7 steps for effective decision making

Do you know what managers make? Something that matters to the company and the team they manage? They make decisions, and if they are good decisions, positive business results will follow soon.When a manager recognizes a particular business challenge and defines it accurately, he or she is well on the way to making effective decisions.There are dozens of tools and techniques to help you get organized at all stages of your decision-making procedure. Some of the most popular options used by managers are the indispensable analysis of SWOT, PEST, Pareto and cost-benefit analysis.

The process of effective decision making

According to the world-renowned Harvard Business Review Magazine, if you follow these 7 steps you will make business decisions far faster and more efficiently.

1. Write down 5 business goals that will be influenced by your decision. After doing this, avoid the trap of over-analyzing the goals themselves.

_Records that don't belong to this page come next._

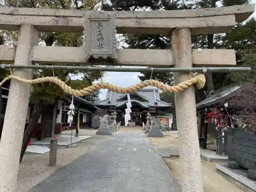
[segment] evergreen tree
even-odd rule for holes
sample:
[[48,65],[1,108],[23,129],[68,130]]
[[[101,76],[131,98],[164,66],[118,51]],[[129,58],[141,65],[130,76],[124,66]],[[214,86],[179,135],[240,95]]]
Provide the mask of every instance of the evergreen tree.
[[[43,8],[51,9],[65,9],[75,10],[92,10],[96,8],[95,6],[98,2],[94,0],[88,0],[86,2],[81,0],[62,1],[62,0],[6,0],[5,6],[13,7]],[[17,40],[17,33],[15,31],[3,31],[5,42],[15,44]],[[1,35],[1,34],[0,34]],[[82,34],[74,33],[61,32],[41,32],[40,40],[44,42],[47,46],[54,45],[64,47],[79,47],[82,45]],[[8,38],[8,39],[6,39]],[[0,38],[1,40],[1,38]],[[3,42],[0,42],[4,43]],[[54,63],[52,63],[54,65]],[[0,77],[8,73],[8,70],[0,70]],[[51,70],[39,70],[35,71],[34,78],[44,76],[53,76],[53,72]],[[80,75],[82,78],[80,80],[69,81],[69,83],[74,89],[80,89],[84,87],[91,85],[92,82],[99,78],[102,75],[99,72],[89,72],[74,71],[72,72],[66,70],[55,70],[54,76],[57,77],[63,81],[74,75]],[[56,98],[61,98],[63,95],[63,91],[58,86],[52,83],[44,83],[33,85],[32,92],[30,96],[30,103],[34,104],[32,117],[29,121],[25,132],[23,141],[20,161],[22,160],[27,146],[30,139],[31,134],[36,127],[39,118],[41,116],[43,108],[48,105],[52,104]],[[99,92],[95,92],[90,96],[86,97],[91,101],[96,99]]]
[[[223,0],[221,2],[223,6],[228,6],[236,5],[242,5],[250,3],[249,0]],[[185,3],[184,2],[179,1],[165,0],[160,1],[131,1],[128,0],[117,1],[111,0],[109,3],[105,3],[102,5],[102,9],[105,10],[179,10],[179,9],[193,9],[198,8],[206,8],[210,7],[215,7],[216,1],[214,0],[200,0],[197,1],[189,2],[188,3]],[[251,21],[254,23],[255,21]],[[208,35],[195,35],[192,37],[192,43],[193,48],[208,48],[208,49],[234,49],[237,52],[237,61],[238,65],[244,65],[246,60],[249,59],[252,62],[252,55],[248,58],[248,53],[246,55],[243,55],[243,59],[239,56],[240,52],[237,50],[237,47],[234,46],[233,41],[234,37],[240,39],[246,38],[245,36],[238,35],[238,30],[242,33],[244,29],[247,28],[248,25],[251,26],[253,24],[247,24],[242,25],[238,24],[238,26],[231,30],[227,34],[209,34]],[[251,31],[253,29],[251,27]],[[234,31],[234,30],[235,31]],[[249,29],[247,29],[248,31]],[[251,34],[251,37],[253,36],[253,34]],[[124,35],[124,41],[129,45],[128,48],[131,49],[170,49],[169,37],[161,35]],[[231,38],[231,37],[232,38]],[[230,38],[230,39],[229,39]],[[228,45],[231,44],[233,46],[228,46]],[[244,49],[243,50],[244,51]],[[245,58],[247,58],[246,59]],[[246,60],[247,59],[247,60]],[[148,79],[152,77],[152,79],[159,80],[165,83],[172,84],[173,74],[172,73],[154,73],[152,76],[151,72],[142,73],[143,75],[140,76],[141,80]],[[248,74],[247,74],[248,75]],[[227,73],[216,73],[213,74],[213,82],[216,89],[220,88],[223,84],[228,84],[238,80],[238,75]],[[243,76],[244,77],[244,75]],[[234,78],[236,77],[236,78]],[[241,77],[240,76],[240,77]],[[240,78],[241,79],[241,78]],[[206,86],[200,92],[197,90],[198,95],[197,101],[204,99],[205,97],[204,92],[207,92]],[[198,97],[198,95],[201,95]],[[199,98],[200,97],[200,98]]]

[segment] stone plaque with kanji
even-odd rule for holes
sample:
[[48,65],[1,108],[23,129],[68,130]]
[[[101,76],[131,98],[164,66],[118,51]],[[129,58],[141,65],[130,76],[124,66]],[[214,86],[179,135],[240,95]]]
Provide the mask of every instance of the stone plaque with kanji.
[[92,12],[86,17],[84,35],[87,58],[117,58],[115,14]]

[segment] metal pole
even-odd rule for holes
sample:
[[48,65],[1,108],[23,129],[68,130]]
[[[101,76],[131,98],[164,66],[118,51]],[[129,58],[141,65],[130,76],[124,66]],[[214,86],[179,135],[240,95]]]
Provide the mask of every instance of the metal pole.
[[97,67],[88,66],[41,66],[41,65],[13,65],[1,64],[2,69],[50,69],[65,70],[85,70],[89,71],[99,71],[118,72],[179,72],[179,73],[231,73],[231,72],[250,72],[249,67],[209,67],[209,68],[143,68],[143,67]]
[[52,124],[52,138],[54,137],[55,132],[56,118],[57,117],[57,110],[58,110],[58,99],[56,99],[53,105],[53,115]]

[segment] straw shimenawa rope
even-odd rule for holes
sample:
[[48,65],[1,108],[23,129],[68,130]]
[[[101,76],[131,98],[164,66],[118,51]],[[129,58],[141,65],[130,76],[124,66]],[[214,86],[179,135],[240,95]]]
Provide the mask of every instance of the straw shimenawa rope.
[[83,89],[78,90],[72,89],[71,87],[68,86],[64,81],[55,77],[45,77],[38,78],[37,79],[29,80],[17,77],[14,75],[10,75],[6,77],[0,83],[0,87],[6,81],[9,79],[15,79],[19,81],[24,82],[27,83],[36,84],[42,82],[51,82],[59,86],[65,92],[70,94],[73,96],[83,96],[88,95],[97,90],[100,89],[107,89],[116,93],[127,93],[134,92],[137,90],[144,88],[148,86],[152,86],[159,88],[164,92],[175,93],[179,91],[183,91],[185,89],[188,88],[194,84],[199,89],[202,89],[205,84],[205,77],[203,74],[199,74],[194,77],[190,78],[189,79],[182,82],[174,86],[170,86],[160,82],[159,81],[150,79],[142,81],[136,84],[134,86],[131,86],[127,88],[121,88],[117,87],[113,84],[106,82],[100,82],[97,83],[93,84],[91,86],[84,88]]

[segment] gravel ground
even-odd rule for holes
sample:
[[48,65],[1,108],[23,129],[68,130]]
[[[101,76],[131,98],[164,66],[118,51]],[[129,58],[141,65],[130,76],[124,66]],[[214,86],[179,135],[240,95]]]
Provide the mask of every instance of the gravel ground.
[[[179,147],[177,134],[165,135],[163,138],[148,138],[151,142],[158,147]],[[180,182],[181,169],[179,157],[172,157],[164,158],[169,168]],[[217,172],[214,162],[210,162],[201,159],[202,173],[204,192],[243,192],[242,189],[229,182],[222,174]],[[221,162],[218,162],[221,163]]]
[[[81,130],[80,135],[96,137],[95,132],[96,130]],[[87,139],[90,140],[90,138]],[[45,154],[25,154],[19,165],[17,191],[27,191],[53,174],[57,169],[67,165],[96,146],[96,144],[84,142],[87,139],[79,143],[75,148],[58,148],[57,152],[57,166],[55,167],[50,167],[48,165],[49,153]]]

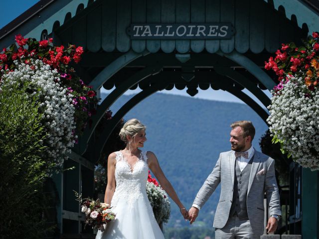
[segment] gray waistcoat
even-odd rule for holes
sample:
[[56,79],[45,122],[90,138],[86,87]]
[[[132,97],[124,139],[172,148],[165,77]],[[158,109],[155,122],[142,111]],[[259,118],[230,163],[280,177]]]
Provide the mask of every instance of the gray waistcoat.
[[253,158],[253,156],[242,171],[240,171],[238,161],[236,159],[233,200],[229,215],[231,216],[237,214],[241,220],[248,220],[246,201],[248,182]]

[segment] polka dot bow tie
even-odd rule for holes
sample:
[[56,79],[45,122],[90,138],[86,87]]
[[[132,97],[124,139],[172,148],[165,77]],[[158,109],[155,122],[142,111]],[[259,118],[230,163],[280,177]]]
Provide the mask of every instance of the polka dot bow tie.
[[248,158],[248,152],[235,152],[235,156],[236,158],[240,156],[244,157],[245,158]]

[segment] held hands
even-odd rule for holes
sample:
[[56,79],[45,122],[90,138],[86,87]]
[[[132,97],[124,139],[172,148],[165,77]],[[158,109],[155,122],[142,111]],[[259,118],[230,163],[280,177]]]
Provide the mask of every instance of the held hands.
[[190,221],[190,224],[192,224],[196,219],[196,218],[198,216],[198,212],[199,210],[198,208],[196,208],[194,207],[192,207],[188,210],[188,220]]
[[188,212],[187,212],[187,210],[186,210],[185,208],[182,208],[179,209],[179,211],[184,217],[185,221],[187,221],[188,220]]
[[268,223],[267,223],[267,226],[266,229],[267,230],[267,233],[272,233],[276,231],[278,226],[278,222],[277,220],[271,217],[268,219]]

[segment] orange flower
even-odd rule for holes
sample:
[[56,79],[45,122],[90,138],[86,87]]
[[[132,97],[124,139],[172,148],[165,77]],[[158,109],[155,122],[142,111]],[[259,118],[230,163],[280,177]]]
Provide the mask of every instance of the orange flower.
[[307,86],[309,86],[311,85],[311,84],[312,84],[311,80],[310,79],[310,77],[307,77],[306,78],[305,78],[305,82],[306,85]]
[[307,71],[306,74],[307,74],[307,76],[308,76],[309,77],[311,77],[312,76],[313,76],[313,72],[311,71],[310,70],[310,69],[308,70],[308,71]]
[[315,67],[316,70],[318,69],[319,69],[319,63],[316,59],[313,59],[311,61],[311,66]]

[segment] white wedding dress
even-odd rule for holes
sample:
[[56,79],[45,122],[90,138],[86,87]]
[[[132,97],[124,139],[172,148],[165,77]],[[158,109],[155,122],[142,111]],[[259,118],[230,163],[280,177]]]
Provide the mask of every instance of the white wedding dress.
[[116,217],[107,224],[104,232],[98,232],[96,239],[164,238],[146,193],[149,175],[146,152],[141,152],[132,168],[121,151],[115,152],[116,188],[111,206]]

2. Write down at least four realistic alternative options. Expanding your choices leads to better decision-making for most businesses.This phase, also known as the decision matrix, helps to evaluate all your options. If you are using this matrix, it is recommended that you create a table with all the options in the first column and all the factors that influence the decision in the first row. Then determine each option and evaluate which factors are more important. The final result of the summation reveals which option is the best.

3. Write down what important information you are missing. Do not let what you know distract you from what you do not know, and thus influence you to make the best decision for your business.

4. Write down your own predictions of the future, both good and bad. Through the plans of your expectations, you will identify various possible scenarios and therefore all options available to you.
In this step, the T – chart, also known as creating a pros and cons, can be helpful.
This chart serves to better assess the benefits and disadvantages of possible outcomes. This technique ensures that all the positives and negatives are taken into account when making your final decision..
5. Include at least two but no more than six members from the team. Research shows that more prospects reduce bias and increase earning potential.
This approach is known in English as multi-voting and is used when more people are involved in making a decision.

6. Write down all team decisions, also why and how much the team supports the decisions. Then lay the basis for measuring the results.

7. Schedule follow-up results in a few months. The tendency to forget decisions once they have been made sometimes lead to failing to make corrections, as well as failing to learn from previous experiences.

Despite the importance of decision-making, only a small number of managers have a regular habit of monitoring their results. If it is normal to track the costs and revenues of a business, clicks on the web and various reports, why not keep track of the most important thing managers make – decisions.

Smart decisions precede successful businesses

In order to achieve certain organizational goals, managers use available resources in the decision-making process. Resources are the input of every business process, while goals are the output. Their relationship shows the degree of success and productivity of each firm or organization.

In order for employees to be more productive, it is up to these leaders and managers to enable them through the various decisions they make. One of those decisions is the one about sitting order in the office. A good seating plan directly influences faster collaboration and better information flow, which is directly reflected in the more valuable and creative results that employees deliver.